Members of Congress took small-business loans — and the full extent is unknown
Some GOP lawmakers who benefited from the Paycheck Protection Program also opposed legislation requiring lending transparency.
Much of the scrutiny surrounding lawmakers taking PPP loans has centered on Rep. Roger Williams, one of the wealthiest members of Congress. | Jacquelyn Martin/AP Photo
At least four members of Congress have reaped benefits in some way from the half-trillion-dollar small-business loan program they helped create.
And no one knows how many more there could be.
It’s a bipartisan group of lawmakers who have acknowledged close ties to companies that have received loans from the program — businesses that are either run by their families or employ their spouse as a senior executive.

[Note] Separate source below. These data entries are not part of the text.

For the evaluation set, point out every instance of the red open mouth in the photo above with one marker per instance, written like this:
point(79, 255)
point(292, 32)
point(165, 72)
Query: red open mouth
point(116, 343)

Republicans on the list include Rep. Roger Williams of Texas, a wealthy businessman who owns auto dealerships, body shops and car washes, and Rep. Vicky Hartzler of Missouri, whose family owns multiple farms and equipment suppliers across the Midwest. The Democrats count Rep. Susie Lee of Nevada, whose husband is CEO of a regional casino developer, and Rep. Debbie Mucarsel Powell of Florida, whose husband is an executive at a restaurant chain that has since returned the loan.
It’s not illegal, or even uncommon, for members of Congress to be involved in policy decisions that sometimes overlap with their own financial interests. But it becomes a conflict of interest if members use their position of influence to enhance their own standing.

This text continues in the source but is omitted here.